They have been on a lightning delay. Just going back now to shoot the last 12 arrows. Gonna be dark soon!


----------



## asa1485 (Jan 16, 2008)

Any word on how Braden G is doing?


----------



## monty53 (Jun 19, 2002)

asa1485 said:


> Any word on how Braden G is doing?


51st


----------



## OBE (Dec 4, 2009)

What does the number after the */ *mean? 
for instance..........337/12


----------



## TER (Jul 5, 2003)

OBE said:


> What does the number after the */ *mean?
> for instance..........337/12


The archer's placing for that round.


----------



## LoveMyHoyt (Nov 29, 2008)

Why do they have it so that you can't read the last 20+ names listed? It's kind of hard to look for someone when the names all fade into the black background. I realize it's the top 16 that count, but I still want to see the rest.


----------



## OBE (Dec 4, 2009)

LoveMyHoyt said:


> Why do they have it so that you can't read the last 20+ names listed? It's kind of hard to look for someone when the names all fade into the black background. I realize it's the top 16 that count, but I still want to see the rest.


I ran into the same thing. If you click on the far left icon that says PDF, it is a normal document.


----------



## OBE (Dec 4, 2009)

TER said:


> The archer's placing for that round.


Thanks for the info.


----------



## OBE (Dec 4, 2009)

Photos from shoot.

http://www.facebook.com/media/set/?set=a.10150328214164583.359231.122316824582&type=1


----------



## archerymom2 (Mar 28, 2008)

A special congrats to all the youth archers who made top 16!!

Miranda Leek (2nd)
Mackenze Brown (6th)
Lauren Clamen (16th)

Peter Kelchner (7th)
Daniel McLaughlin (13th)
Matt Zumbo (14th)

Am I missing any? I don't know all the archers' ages...


----------



## Casualfoto (Mar 10, 2009)

Missed one........

Ariel Gibilaro (14th)

Congratulations to all!!!!!!


----------



## zal (May 1, 2007)

Spectacular to see Limbwalker back in business. He's been a huge inspiration to many, me included.


----------



## jmvargas (Oct 21, 2004)

john magera 10th place with 1281......thats 4x36 arrows at 70M.....way to go john!!
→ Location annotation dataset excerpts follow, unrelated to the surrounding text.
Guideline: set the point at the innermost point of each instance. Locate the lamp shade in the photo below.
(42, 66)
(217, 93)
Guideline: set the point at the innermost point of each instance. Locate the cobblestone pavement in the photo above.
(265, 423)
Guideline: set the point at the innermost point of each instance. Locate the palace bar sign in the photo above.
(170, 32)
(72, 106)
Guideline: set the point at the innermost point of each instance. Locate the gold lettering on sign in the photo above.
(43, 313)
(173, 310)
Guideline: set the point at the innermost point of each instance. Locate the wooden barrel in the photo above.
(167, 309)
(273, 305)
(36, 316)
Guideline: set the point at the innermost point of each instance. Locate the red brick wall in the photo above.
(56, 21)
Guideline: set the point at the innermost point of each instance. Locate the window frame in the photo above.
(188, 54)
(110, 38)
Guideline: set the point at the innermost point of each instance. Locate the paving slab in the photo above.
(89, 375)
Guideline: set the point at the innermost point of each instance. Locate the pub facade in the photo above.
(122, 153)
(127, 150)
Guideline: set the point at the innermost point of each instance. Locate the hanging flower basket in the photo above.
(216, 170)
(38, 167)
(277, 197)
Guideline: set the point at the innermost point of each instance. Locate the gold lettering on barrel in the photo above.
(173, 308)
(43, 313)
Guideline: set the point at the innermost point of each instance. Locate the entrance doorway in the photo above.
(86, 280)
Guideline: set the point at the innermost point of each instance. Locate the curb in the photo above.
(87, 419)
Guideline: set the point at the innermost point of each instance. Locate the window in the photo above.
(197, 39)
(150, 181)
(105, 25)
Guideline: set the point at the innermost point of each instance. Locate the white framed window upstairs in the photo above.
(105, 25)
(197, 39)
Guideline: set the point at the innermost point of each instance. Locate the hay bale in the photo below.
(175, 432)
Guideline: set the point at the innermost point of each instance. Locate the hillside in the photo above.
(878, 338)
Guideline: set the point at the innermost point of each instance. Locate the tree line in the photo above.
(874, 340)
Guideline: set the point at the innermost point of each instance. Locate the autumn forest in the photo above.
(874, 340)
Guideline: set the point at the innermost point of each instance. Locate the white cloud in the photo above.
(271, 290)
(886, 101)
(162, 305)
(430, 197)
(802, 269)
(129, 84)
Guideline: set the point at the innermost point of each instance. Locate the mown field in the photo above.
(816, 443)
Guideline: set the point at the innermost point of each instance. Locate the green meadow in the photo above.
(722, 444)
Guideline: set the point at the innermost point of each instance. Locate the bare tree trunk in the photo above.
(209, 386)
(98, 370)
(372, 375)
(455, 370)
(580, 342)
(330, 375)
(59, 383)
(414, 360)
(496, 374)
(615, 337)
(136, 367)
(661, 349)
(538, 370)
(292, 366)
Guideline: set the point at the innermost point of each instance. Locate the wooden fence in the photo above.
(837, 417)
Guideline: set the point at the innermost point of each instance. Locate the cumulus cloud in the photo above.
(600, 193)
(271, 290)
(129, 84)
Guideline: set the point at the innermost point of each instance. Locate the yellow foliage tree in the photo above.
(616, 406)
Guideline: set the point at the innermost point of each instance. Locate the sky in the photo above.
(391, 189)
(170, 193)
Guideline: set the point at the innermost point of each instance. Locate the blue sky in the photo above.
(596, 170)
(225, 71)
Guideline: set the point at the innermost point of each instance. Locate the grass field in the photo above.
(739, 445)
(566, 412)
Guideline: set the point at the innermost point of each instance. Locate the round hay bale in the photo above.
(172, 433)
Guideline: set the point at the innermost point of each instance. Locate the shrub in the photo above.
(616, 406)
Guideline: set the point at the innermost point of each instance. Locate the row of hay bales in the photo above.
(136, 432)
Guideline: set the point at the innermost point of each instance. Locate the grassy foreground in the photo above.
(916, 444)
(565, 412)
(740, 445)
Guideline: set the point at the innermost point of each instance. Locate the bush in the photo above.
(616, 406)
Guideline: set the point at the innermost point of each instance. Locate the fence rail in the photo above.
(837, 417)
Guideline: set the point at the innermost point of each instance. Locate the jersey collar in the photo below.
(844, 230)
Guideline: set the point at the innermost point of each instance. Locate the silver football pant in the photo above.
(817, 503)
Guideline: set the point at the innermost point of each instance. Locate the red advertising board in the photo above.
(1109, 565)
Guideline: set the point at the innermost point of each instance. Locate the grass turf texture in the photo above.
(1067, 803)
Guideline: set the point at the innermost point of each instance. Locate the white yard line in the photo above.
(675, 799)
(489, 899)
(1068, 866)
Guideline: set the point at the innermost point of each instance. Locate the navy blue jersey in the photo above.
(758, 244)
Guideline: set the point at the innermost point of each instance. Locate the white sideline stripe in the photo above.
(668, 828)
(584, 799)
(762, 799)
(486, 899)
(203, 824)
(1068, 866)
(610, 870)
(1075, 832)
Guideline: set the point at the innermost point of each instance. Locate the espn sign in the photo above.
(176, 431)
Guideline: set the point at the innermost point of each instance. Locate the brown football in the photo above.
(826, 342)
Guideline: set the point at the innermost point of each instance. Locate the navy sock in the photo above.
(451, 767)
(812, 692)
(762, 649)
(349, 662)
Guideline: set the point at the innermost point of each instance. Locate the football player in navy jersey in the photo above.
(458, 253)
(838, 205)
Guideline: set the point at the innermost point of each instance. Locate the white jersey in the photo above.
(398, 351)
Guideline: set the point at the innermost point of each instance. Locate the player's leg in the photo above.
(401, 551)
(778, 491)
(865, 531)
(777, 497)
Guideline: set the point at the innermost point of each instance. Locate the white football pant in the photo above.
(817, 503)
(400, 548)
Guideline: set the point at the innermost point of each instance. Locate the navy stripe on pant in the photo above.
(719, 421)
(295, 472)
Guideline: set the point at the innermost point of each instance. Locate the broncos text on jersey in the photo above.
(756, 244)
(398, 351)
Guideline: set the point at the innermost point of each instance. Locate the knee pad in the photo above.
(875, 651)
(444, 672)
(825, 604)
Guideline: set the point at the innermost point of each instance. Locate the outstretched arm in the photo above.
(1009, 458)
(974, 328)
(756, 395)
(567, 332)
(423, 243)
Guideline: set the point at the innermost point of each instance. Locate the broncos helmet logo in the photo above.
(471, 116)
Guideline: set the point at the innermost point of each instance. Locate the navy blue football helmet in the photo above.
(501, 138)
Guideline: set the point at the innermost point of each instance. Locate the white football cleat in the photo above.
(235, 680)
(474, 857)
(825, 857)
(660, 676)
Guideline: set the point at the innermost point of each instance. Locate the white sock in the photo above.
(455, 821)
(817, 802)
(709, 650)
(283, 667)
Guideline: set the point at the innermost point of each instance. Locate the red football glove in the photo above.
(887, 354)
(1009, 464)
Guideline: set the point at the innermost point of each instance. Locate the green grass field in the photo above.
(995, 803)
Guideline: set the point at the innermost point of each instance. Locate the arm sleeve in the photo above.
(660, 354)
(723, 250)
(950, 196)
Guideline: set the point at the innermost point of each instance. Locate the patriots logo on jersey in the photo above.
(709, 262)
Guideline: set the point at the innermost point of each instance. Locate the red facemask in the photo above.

.....not bad for a part time archer!!! he he he!!


----------



## arwemakere (Feb 26, 2010)

I was called a "Fanboy" yesterday. Does hitting "reload" waiting for the next set of results make me that? If so, I'm okay with it 

Congrats to those who made the cut, and to any who are happy with their standing otherwise. I admire the drive to enter competitions where you just _know_ that short of food poisoning taking out the top 30 ish, you're going to finish low. It's going out for the experience, and to learn.

Bill


----------



## midwayarcherywi (Sep 24, 2006)

Stephanie Miller wins her first three matches out of the 12th seed. Pretty solid match shooting!


----------



## LoveMyHoyt (Nov 29, 2008)

Are there any results for todays shooting?


----------



## midwayarcherywi (Sep 24, 2006)

Updates are on USArchery's Twitter feed.


----------



## mje (Sep 30, 2011)

Madison Eich and Holly Stover as well


archerymom2 said:


> A special congrats to all the youth archers who made top 16!!
> 
> Miranda Leek (2nd)
> Mackenze Brown (6th)
> ...


----------



## limbwalker (Sep 26, 2003)

Vittorio said:


> Nice to see Limbwalker in action again !


Thanks Vittorio. 

And thanks to everyone for the support. Felt good to shoot again yesterday. Finished strong with my highest 36-arrow (70M) score ever, a 336. Previous high was a 332 at the '04 trials. Conditions were superb in the afternoon, esp. late, but the 2 1/2 hour lightning delay had the potential to throw us off. I came back from that and shot a 110 for the last 12 arrows, so I was pretty happy about that.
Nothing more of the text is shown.